HCT116 cells (1.0 × 103 cells/well in a 96-well plate) were treated with Lipo-pTS (0.4 μg/ml) or TelomeScan (10 and 20 multiplicity of infection (MOI)) with or without anti-CAR antibody (8 μg/well) (Merck, Germany) pretreatment. GFP spots were observed with a fluorescence microscope (Olympus IX71) and counted in 3 different randomly-selected microscopic fields (40x) 3 days after treatment.

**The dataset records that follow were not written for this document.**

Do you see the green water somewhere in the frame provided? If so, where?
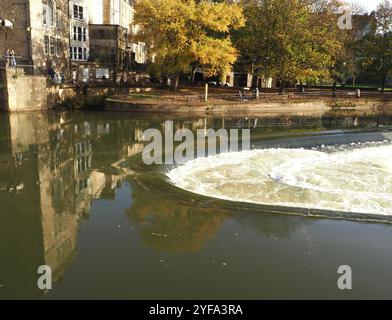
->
[0,112,392,299]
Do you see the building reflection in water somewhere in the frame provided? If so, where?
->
[0,113,233,298]
[0,112,388,298]
[0,114,129,298]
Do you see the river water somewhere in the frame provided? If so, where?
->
[0,112,392,299]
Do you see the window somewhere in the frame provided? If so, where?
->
[78,27,82,41]
[56,39,63,56]
[42,0,57,27]
[78,47,83,60]
[42,5,48,26]
[82,28,87,42]
[49,37,56,55]
[73,26,87,42]
[70,47,87,61]
[74,4,83,20]
[44,36,49,55]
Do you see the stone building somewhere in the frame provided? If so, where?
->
[69,0,89,61]
[89,24,130,82]
[0,0,70,78]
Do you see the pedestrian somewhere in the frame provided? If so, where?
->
[4,49,11,67]
[10,50,16,67]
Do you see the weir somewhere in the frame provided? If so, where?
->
[167,132,392,221]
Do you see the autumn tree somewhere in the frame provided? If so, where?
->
[134,0,244,89]
[235,0,342,91]
[360,0,392,92]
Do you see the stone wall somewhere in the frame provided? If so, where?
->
[0,68,59,112]
[0,0,70,77]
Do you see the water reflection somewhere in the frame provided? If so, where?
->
[0,112,391,298]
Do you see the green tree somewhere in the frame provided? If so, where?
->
[135,0,244,89]
[235,0,342,91]
[360,0,392,92]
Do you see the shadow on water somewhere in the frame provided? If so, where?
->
[0,112,392,299]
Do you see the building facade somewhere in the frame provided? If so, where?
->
[69,0,89,61]
[89,24,130,82]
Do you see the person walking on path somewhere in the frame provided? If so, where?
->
[10,50,16,67]
[4,49,11,67]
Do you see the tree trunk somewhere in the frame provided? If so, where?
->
[279,80,286,94]
[381,75,387,93]
[173,73,180,92]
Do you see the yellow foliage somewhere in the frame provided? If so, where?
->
[135,0,244,80]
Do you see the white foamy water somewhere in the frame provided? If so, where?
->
[167,145,392,215]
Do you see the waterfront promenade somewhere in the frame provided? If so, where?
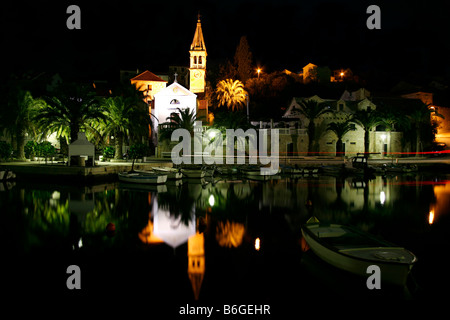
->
[0,156,450,183]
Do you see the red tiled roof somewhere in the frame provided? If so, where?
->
[131,70,167,82]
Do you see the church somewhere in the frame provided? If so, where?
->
[131,15,208,145]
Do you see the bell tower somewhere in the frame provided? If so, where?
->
[189,14,207,93]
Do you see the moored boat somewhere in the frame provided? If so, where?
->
[302,220,417,286]
[181,169,206,178]
[0,170,16,181]
[152,167,183,180]
[119,172,167,184]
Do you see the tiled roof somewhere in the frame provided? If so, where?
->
[131,70,167,82]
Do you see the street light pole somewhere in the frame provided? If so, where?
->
[245,93,250,122]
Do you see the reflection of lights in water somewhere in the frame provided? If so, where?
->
[380,191,386,204]
[208,195,215,207]
[428,210,434,224]
[255,238,261,251]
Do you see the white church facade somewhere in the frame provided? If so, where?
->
[152,81,197,125]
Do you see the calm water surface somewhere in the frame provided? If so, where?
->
[0,174,450,305]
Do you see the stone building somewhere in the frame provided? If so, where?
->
[280,89,403,157]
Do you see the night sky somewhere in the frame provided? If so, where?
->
[0,0,450,86]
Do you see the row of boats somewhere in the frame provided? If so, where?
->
[119,155,418,184]
[119,166,281,184]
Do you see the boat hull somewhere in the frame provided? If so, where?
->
[302,224,416,286]
[181,169,206,179]
[119,173,167,184]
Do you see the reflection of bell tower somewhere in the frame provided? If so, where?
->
[189,14,207,93]
[188,233,205,300]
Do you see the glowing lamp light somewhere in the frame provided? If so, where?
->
[428,210,434,224]
[208,195,215,207]
[255,238,261,251]
[380,191,386,204]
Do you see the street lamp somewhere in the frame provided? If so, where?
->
[245,94,250,122]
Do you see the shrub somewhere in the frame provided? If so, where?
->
[0,141,12,160]
[24,141,37,159]
[103,147,115,159]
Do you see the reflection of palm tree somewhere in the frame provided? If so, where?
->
[157,186,195,226]
[216,79,247,111]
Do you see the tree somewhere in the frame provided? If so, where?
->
[216,79,247,111]
[350,109,382,154]
[297,100,331,155]
[0,87,41,159]
[94,96,150,160]
[234,36,253,83]
[33,83,104,143]
[128,143,148,172]
[408,103,444,156]
[327,121,353,157]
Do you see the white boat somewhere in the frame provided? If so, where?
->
[240,166,281,177]
[302,220,417,286]
[181,169,206,178]
[119,172,167,184]
[0,170,16,181]
[152,167,183,180]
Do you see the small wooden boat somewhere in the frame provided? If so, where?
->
[216,166,239,176]
[152,167,183,180]
[302,220,417,286]
[383,164,418,173]
[181,168,206,179]
[119,172,167,184]
[281,165,303,174]
[0,170,16,181]
[239,166,281,177]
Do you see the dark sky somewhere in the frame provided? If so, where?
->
[0,0,450,84]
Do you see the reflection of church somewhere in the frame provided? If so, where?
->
[131,16,208,148]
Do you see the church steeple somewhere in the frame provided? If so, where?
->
[191,13,206,54]
[189,14,207,93]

Neutralizing antibody assay

HCT116 cells (1.0 × 103 cells/well in a 96-well plate) were treated with Lipo-pTS (0.4 μg/ml) or TelomeScan (80 and 150 MOI) (n = 5) with or without adenovirus type 5-specific antibody (0.5 units/well) (Denka Seiken, Japan) pretreatment. Cell viability was evaluated with the XTT assay 5 days after each treatment.

Immunogenicity assessment in vivo

To evaluate the adenovirus-specific immune response in vivo, 5-week-old female BALB/c mice were intravenously treated with Lipo-pTS (10 μg) or TelomeScan (1.0 × 109 plaque-forming units (PFU)) (n = 5) in addition to PBS and liposome twice (day 1 and day 15), and then whole blood was obtained on day 29. H1299 cells, a human non-small cell lung cancer cell line (1.0 × 104 cells/well in a 96-well plate), were treated with TelomeScan (1 MOI) for 3 days together with each serum diluted 1024 times, GFP spots were then observed with the Olympus IX71, and the fluorescence intensity was measured with the BD FACSArrayTM Bioanalyzer (BD Biosciences, San Jose, CA).

Statistical analysis

All data are expressed as means ± SD. Differences between groups were examined for significance with Student’s t-test. P values  < 0.05 were considered significant.